O Bonsucesso S/A permanece com outras operações, focando em outros três produtos: o cartão pré-pago em real e o pré-pago moeda estrangeira – onde são hoje cerca de 100 mil cartões ativos – e o Giro Certo Conta Crédito, voltado para o pequeno e médio empresário com vendas no cartão que viram limite de crédito disponível em conta no dia seguinte, sem cobrança de juros. O banco ainda estuda novas frentes, até mesmo voltar a oferecer financiamento de veículo.

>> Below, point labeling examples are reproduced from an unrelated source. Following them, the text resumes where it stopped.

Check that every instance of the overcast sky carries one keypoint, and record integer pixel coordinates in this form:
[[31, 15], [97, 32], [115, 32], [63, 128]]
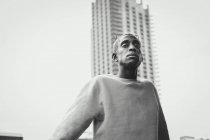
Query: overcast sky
[[45, 61]]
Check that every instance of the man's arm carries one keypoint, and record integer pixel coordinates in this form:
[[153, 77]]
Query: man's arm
[[79, 116]]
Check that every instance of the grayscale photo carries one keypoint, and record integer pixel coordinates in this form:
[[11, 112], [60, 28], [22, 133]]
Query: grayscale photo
[[104, 70]]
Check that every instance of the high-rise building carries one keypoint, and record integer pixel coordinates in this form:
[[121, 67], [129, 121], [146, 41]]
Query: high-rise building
[[10, 136], [111, 18]]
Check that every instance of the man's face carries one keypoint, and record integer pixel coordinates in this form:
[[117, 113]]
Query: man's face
[[128, 52]]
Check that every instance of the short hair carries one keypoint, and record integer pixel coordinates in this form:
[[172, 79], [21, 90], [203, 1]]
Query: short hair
[[116, 43]]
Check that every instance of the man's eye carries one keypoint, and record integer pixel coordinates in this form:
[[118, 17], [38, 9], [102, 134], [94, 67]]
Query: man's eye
[[136, 45], [124, 45]]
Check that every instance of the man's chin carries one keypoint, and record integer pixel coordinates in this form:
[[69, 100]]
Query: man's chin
[[131, 64]]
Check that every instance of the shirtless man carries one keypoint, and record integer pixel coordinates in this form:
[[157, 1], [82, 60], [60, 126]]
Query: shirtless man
[[121, 107]]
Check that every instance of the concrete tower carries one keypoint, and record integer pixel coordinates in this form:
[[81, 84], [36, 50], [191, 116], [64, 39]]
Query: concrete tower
[[113, 17]]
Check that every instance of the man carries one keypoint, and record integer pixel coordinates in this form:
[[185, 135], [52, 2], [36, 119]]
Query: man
[[121, 107]]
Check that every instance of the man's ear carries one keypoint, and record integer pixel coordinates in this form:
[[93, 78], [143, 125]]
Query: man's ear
[[114, 57]]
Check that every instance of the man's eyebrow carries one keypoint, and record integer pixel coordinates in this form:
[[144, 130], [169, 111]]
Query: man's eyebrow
[[125, 41]]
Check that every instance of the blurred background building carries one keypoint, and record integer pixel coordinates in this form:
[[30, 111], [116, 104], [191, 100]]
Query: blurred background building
[[113, 17], [10, 136]]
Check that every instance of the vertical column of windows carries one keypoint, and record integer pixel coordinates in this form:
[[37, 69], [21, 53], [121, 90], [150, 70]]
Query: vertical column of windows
[[149, 47], [127, 16], [143, 45], [134, 20]]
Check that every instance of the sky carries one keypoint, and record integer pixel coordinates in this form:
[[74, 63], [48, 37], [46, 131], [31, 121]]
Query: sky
[[45, 61]]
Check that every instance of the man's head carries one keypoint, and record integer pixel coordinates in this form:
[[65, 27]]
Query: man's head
[[127, 50]]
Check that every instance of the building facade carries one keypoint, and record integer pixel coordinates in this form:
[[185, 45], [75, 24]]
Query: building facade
[[111, 18]]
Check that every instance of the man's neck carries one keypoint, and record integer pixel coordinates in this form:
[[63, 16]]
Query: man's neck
[[127, 73]]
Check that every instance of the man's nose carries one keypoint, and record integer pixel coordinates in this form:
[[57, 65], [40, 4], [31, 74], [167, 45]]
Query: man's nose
[[132, 48]]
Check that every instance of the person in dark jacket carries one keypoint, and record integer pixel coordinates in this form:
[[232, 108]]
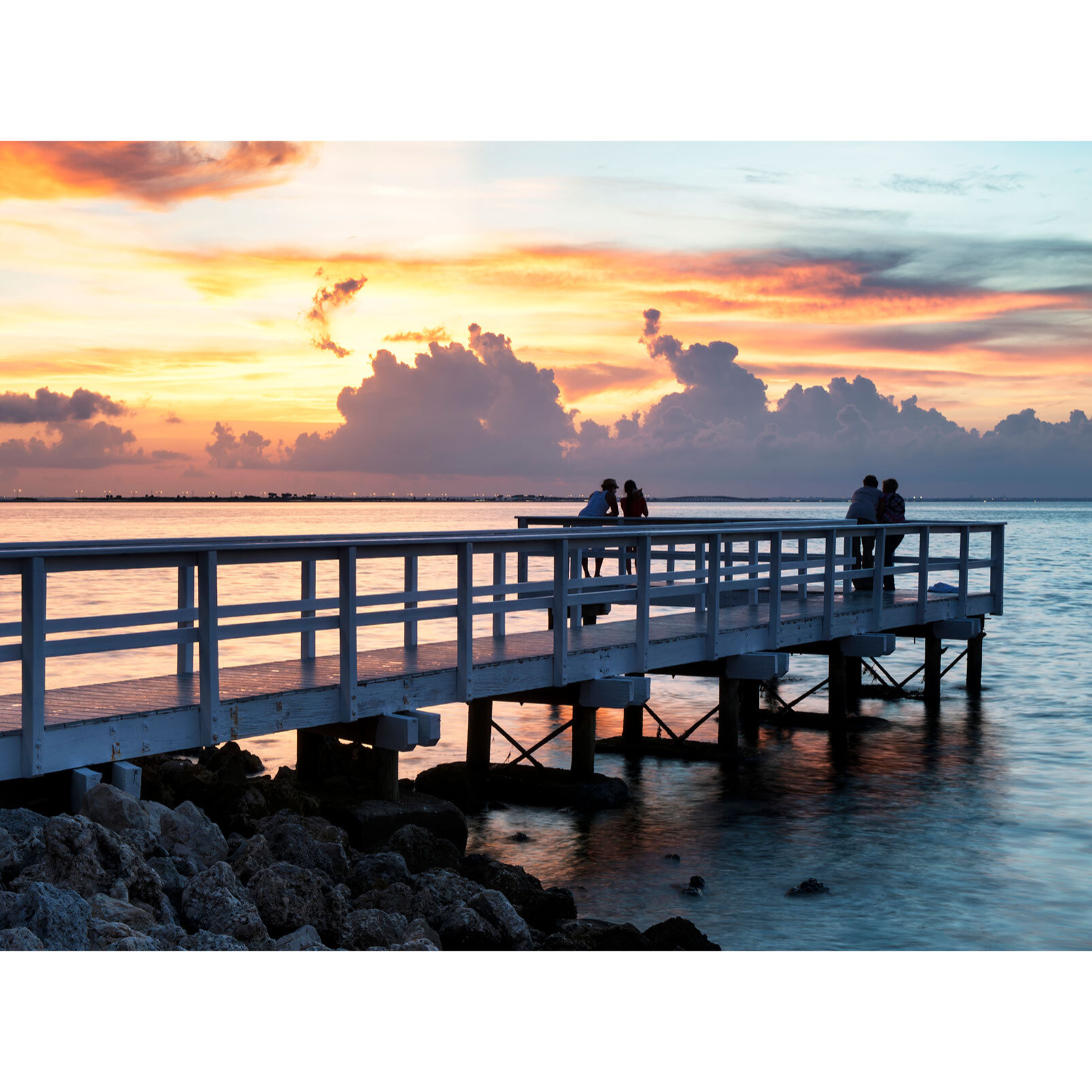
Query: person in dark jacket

Nos últimos cinco anos, o Bonsucesso investiu mais de R$ 50 milhões em tecnologia de informação, com o objetivo de suportar o desenvolvimento de novos produtos. “Iniciamos um movimento de diversificação do portfólio, abrindo novas frentes de negócios, com grande potencial de crescimento”, afirmou Juliana Pentagna Guimarães. Para ela, os resultados do primeiro semestre mostram que o banco fez o dever de casa bem feito. “Tomamos a decisão de desalavancar, que se mostrou assertiva para os resultados que estamos apurando. Ficamos com produtos que são extremamente promissores e inovadores, de um mercado ainda carente. Gostamos disso, inovação. Estamos muito otimistas”, afirmou. Com sede em Belo Horizonte, o Bonsucesso tem 22 anos de história e mais de 300 mil clientes na plataforma de cartões.